There are no clinical trials to guide treatment for post–COVID-19 headache. As in other similar headache conditions, treatment is based on the headache semiology and classification (ie, migraine, tension-type, new persistent daily headache), comorbidities, and the individual’s current medications and response to previous medications. For example, if the headaches have migrainous characteristics, then symptomatic and preventative strategies for the type and frequency of migraine should be initiated (Table). When planning treatment, other associated post–COVID-19 symptoms, such as fatigue, mood disturbances, and cognitive and sleep disorders, should be considered, as many medications used to treat headache may affect these symptoms.

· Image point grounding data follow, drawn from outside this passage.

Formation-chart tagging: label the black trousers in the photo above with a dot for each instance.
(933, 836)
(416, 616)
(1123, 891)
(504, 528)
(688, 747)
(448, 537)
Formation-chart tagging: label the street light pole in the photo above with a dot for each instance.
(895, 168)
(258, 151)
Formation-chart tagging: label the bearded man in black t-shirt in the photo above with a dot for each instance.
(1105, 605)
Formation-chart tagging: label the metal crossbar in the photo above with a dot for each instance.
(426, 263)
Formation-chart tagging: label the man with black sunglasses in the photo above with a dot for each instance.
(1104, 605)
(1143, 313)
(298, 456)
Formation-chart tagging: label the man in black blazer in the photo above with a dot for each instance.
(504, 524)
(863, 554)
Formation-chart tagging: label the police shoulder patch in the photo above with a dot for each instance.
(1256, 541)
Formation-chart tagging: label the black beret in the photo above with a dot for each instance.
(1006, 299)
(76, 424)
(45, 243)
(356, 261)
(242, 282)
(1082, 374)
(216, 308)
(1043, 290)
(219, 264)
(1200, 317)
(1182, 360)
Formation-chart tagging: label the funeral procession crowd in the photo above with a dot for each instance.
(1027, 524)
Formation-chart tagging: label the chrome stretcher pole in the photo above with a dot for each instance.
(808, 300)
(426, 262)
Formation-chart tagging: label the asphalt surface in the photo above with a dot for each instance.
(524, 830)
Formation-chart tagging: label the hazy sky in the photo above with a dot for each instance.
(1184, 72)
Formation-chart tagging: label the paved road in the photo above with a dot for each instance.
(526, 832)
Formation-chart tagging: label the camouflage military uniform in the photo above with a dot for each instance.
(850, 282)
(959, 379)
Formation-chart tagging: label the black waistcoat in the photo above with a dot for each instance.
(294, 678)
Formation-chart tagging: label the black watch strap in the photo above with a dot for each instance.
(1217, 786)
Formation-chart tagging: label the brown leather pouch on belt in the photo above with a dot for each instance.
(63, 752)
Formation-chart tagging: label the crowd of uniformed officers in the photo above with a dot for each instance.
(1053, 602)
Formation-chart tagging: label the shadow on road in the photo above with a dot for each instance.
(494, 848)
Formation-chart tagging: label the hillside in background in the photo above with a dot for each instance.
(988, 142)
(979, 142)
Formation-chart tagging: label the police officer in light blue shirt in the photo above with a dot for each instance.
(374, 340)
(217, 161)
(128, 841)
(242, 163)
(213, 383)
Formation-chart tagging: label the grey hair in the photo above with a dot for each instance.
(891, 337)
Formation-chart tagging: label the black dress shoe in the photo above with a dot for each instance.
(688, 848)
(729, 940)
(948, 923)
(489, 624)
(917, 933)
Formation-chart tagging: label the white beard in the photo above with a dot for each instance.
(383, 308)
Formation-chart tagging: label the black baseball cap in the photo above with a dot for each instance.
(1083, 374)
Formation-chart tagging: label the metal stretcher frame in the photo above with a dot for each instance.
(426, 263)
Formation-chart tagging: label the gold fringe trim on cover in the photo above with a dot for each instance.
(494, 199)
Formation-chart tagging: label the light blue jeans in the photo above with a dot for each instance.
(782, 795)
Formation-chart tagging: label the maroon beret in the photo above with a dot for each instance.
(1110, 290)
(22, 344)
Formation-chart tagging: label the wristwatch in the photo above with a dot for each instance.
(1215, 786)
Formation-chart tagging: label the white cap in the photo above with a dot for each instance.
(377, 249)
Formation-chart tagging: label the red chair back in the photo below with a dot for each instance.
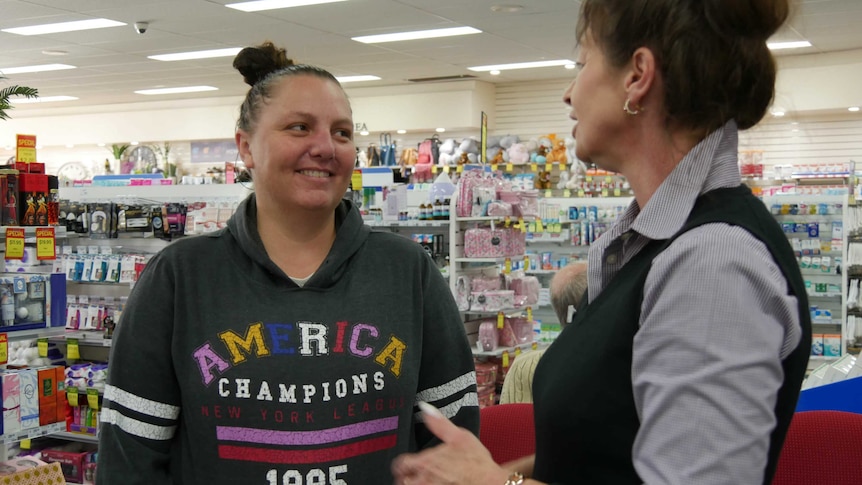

Treatment can also include a combination of nonpharmacologic therapies, such as physical therapy, lifestyle modifications, and regular exercise.
Conclusion
Although understanding of the underlying mechanisms of and treatments for long COVID is limited, the profound effects of symptoms on quality of life must be acknowledged. Dismissing, downplaying, or psychologizing these symptoms disregards extensive evidence of their biologic basis and hinders effective care. Neurologists, historically accustomed to supporting people with complex conditions and limited therapeutic options, are well-positioned to address the diverse manifestations of long COVID. Drawing on experience treating fatigue, brain fog, sensory symptoms, autonomic symptoms, and headaches associated with other neurologic conditions, neurologists can extrapolate treatment options and offer guidance and off-label treatment options. Given the frequency of COVID-19, it is also crucial to conduct careful evaluation for coincident primary neurologic conditions to prevent misdiagnosis. Ensuring individuals with long COVID receive appropriate recognition, validation, and specialized support is imperative, with neurologists serving as key members of the multidisciplinary care team.